Juliette revelou que já aceitava ter seu propósito "cumprido" na Terra. "Eu só tinha medo e depois só aceitação. Eu ficava pensando, 'ninguém imagina o que o outro passa, ninguém tem noção'. As pessoas estavam pensando num futuro que eu nem sabia se ia ter".

"Passei três meses sem querer saber disso, fingindo que não tinha acontecido. Eu não queria tratar, não queria operar, queria que Deus cumprisse a missão dele".

Morte de Marília Mendonça impactou decisão de Juliette sobre tratamento

Os amigos incentivaram Juliette a tentar o tratamento, mas ela não queria. Foi quando um evento inesperado impactou em sua decisão. "Eu senti algo muito forte. A gente olhou pro celular, foi no dia que Marília Mendonça morreu".
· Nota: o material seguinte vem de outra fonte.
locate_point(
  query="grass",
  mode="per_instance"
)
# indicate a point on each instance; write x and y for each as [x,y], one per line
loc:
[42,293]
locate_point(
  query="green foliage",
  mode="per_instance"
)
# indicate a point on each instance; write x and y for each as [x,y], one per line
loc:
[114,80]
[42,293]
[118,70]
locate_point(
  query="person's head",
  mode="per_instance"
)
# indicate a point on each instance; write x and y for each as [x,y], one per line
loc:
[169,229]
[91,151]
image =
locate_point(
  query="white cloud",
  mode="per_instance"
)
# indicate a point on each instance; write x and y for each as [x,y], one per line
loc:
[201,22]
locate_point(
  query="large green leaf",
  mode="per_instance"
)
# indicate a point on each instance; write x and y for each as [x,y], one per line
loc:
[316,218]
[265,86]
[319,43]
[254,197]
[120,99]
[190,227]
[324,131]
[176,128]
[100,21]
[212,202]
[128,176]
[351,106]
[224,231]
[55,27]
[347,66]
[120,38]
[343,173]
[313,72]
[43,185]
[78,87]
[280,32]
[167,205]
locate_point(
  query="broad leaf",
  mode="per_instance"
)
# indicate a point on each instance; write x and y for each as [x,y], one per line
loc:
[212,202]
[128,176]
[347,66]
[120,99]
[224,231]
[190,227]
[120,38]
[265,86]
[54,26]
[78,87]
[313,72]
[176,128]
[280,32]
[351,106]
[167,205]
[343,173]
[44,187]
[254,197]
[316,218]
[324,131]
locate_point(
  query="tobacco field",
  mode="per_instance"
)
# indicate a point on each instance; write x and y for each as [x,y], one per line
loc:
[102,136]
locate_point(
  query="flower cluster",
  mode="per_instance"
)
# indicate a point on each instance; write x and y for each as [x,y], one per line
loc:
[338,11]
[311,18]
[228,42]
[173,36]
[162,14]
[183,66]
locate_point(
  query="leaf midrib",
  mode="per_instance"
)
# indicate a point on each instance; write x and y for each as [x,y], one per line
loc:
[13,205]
"Todo mundo me disse 'é muito ruim perder alguém assim', e eu decidi 'tá bom, vamos fazer'", revelou. "Liguei pro médico e fui pra São Paulo".

Quando chegou em São Paulo, nem sua mãe sabia do diagnóstico do qual a equipe médica afirmou não ter dúvidas. Por meio do cateterismo, os médicos pretendiam investigar a dimensão do aneurisma para decidir se colocariam uma prótese, se fariam uma cirurgia aberta ou se seria inoperável.

Então, Juliette esperou sozinha pelo pior. "Me despedi. Tomei anestesia geral, fui pra mesa de cirurgia já com a certeza de que se terminasse ali estava tudo bem, eu fiz a minha parte".

"Vivo de milagres"

Orgulhosa, Juliette revelou o impensável: o diagnóstico estava impreciso. "Eu acordo e os médicos olharam pra mim e disseram 'Juliette, não tinha aneurisma'. Eu fiquei, 'como assim'".

Todos os médicos tinham certeza, e Juliette conta que já haviam até avaliado tamanhos de prótese. Porém, após o procedimento cirúrgico para análise do problema, perceberam que era uma "formação específica", mas não prejudicial.

"Raríssimas pessoas têm. Não é uma má formação, é uma formação atípica. Ele acredita que foi um caso em um milhão, eu acredito que foi um milagre, porque eu vivo de milagres. Fico com a minha crença", garantiu Juliette.